According to Setiaman, the exact opposite happens in games. “The game makes the child rush, so he takes small sips at a time, which keeps the acidity level in the mouth low for a relatively long time, sometimes for hours. Playing is stressful, so children will also suffer a little. This is doubly bad: the stressful moment and the crisis. Then it becomes Tooth enamel is soft and fades sooner.”
This is bad news, because tooth enamel does not grow back. Then we see flattened nodules on the molars, pits, and exposed dentin, which make the teeth appear shorter and yellower. And we’re already seeing it with elementary school students.”
Setiaman and Brands are two of the 29 dentists at Youth Dental Care Amsterdam (JTVA), who see 26,000 children each year in 150 primary schools and in four permanent clinics and treat them as necessary.
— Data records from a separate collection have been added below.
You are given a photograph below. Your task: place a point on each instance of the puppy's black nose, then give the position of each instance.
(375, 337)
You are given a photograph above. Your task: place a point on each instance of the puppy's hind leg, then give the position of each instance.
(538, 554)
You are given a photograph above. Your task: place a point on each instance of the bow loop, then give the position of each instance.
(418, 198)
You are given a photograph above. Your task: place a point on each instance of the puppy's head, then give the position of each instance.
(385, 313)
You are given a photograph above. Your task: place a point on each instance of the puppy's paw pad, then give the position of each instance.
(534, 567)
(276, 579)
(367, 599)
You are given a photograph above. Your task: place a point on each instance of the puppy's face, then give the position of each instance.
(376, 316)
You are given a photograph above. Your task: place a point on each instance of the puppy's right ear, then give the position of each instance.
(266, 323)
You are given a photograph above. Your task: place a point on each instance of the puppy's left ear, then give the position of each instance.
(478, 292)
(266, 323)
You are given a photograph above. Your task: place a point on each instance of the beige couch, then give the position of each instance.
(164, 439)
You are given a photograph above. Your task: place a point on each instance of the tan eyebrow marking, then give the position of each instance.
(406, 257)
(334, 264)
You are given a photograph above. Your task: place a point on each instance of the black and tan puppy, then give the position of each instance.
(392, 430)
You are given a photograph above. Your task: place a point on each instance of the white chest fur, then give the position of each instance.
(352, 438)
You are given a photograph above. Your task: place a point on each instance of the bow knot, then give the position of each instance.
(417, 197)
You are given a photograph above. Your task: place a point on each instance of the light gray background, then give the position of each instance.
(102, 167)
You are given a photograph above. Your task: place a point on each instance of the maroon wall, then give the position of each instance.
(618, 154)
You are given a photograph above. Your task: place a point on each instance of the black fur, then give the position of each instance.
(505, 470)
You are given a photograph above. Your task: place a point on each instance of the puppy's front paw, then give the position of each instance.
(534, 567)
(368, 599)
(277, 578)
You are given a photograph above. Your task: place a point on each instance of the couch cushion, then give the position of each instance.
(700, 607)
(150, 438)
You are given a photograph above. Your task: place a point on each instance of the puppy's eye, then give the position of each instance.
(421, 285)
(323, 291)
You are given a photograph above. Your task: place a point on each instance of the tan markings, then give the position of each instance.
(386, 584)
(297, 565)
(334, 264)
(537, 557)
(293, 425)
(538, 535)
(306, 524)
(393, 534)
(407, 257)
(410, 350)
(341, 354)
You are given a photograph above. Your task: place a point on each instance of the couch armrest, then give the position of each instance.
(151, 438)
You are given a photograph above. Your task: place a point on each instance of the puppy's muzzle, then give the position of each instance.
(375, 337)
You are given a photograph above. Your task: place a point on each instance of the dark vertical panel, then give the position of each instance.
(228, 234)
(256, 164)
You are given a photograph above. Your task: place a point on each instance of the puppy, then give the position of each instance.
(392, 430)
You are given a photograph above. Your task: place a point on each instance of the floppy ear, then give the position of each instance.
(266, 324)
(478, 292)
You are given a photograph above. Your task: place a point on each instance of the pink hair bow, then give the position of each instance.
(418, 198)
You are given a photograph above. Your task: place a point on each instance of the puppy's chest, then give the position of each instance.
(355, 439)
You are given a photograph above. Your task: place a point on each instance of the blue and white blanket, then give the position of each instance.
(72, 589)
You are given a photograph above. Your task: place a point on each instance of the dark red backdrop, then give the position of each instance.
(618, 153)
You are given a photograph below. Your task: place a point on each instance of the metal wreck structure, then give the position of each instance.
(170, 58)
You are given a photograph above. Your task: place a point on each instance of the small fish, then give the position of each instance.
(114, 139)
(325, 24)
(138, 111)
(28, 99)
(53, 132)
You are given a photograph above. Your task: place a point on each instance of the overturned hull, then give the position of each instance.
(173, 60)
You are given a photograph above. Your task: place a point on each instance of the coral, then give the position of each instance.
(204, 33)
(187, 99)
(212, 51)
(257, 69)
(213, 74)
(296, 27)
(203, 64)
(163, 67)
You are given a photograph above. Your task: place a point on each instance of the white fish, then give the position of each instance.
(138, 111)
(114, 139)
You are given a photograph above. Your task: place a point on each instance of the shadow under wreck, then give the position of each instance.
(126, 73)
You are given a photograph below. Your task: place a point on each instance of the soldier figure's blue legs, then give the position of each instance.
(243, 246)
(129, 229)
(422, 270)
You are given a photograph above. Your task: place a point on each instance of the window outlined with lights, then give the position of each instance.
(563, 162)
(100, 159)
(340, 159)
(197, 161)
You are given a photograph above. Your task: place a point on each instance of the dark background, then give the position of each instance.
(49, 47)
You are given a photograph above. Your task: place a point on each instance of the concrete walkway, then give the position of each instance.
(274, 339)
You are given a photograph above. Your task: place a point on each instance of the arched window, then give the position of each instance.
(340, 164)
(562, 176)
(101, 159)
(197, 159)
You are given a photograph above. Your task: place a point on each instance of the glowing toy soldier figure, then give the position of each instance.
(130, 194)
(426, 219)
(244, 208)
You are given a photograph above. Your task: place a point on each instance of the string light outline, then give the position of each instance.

It’s kind of a traveling circus, where the school’s dental clinic is set up for a few weeks at a time.
Any student is welcome as long as his/her parents allow it. As with a “regular” dentist, dental care costs for children up to the age of eighteen are reimbursed from basic insurance.
So JTVA dentists really go to the kids. The hope is that it will encourage dental visits in these children. According to figures from Vektis, a knowledge institute for the Dutch healthcare sector, 29 percent of Amsterdam children did not go to the dentist in 2020, which amounts to nearly 30,000 children. That was over a year ago, when a quarter hadn’t gone. The national rate of children who neglected the dentist in 2020 is 23 percent.
The fact that fewer children have gone to the dentist in the past two years is in part a result of the corona procedures. For example, the dentist was closed during the first closure. However, Brands has the strong impression that visiting the dentist isn’t the only thing that has peaked.
“I have a feeling the rhythm has been disrupted in many homes,” Brands says. “I can also hear it in the conversations we have with the children: they are more in control – by sniffing, playing and going to sleep. They no longer do it when their mother says it is time for bed. If the parents themselves are already under the fleece, there is no one left to check. Than if they clean properly. It takes a while before you see the consequences of that in your mouth. These symptoms show up in inflamed gums, more cavities and dental erosion. Often, I think, “John, this kid has always been fine and now He suffers from tooth decay.
Dentists also see many children who are overweight. It underscores the lingering fear that children are starting to snack more during the lockdowns, when they actually have had less opportunity to exercise. So the dentist also has a signaling function in that area, Brands says. “We see these children every six months, which is why we sometimes notice that help is needed before the GP or parent-child teams. In such a case, we refer such a child to the right place.”
Brands understand that it has been a very difficult time for parents to combine their work with the care and education of children. In this sense, you are not surprised by the developments. “I talked to a teacher who circled the kids in her class to deliver some things. She said the kids opened the door with a pacifier in their mouths. If they eat pacifiers too often, it is of course disastrous for the teeth.”
JTVA dentists want children’s oral care to be maintained urgently. Now and in the future, because healthy teeth are important to your overall health. Periodontitis, for example, leads to an increased risk of cardiovascular disease.
Partly for this reason, they are urging schools to keep space available for a care job, so the school’s mobile team can set up a temporary practice. Brands: “In the new construction of schools, the number of square meters per child is decreasing. For accessibility, it is really important that we can work on the school building.”
Almost all school boards, Brands says, see urgency. “But I once sat in front of the principal who said, ‘I really believe it is the parents’ responsibility to visit the dentist.’ That may well be the case, but you also see that things are not going well in a number of families on many fronts. He often plays Ignorance is a role and it is not common in all cultures to go to the dentist as a precaution. Then I believe that providing this care to all children is a social responsibility.”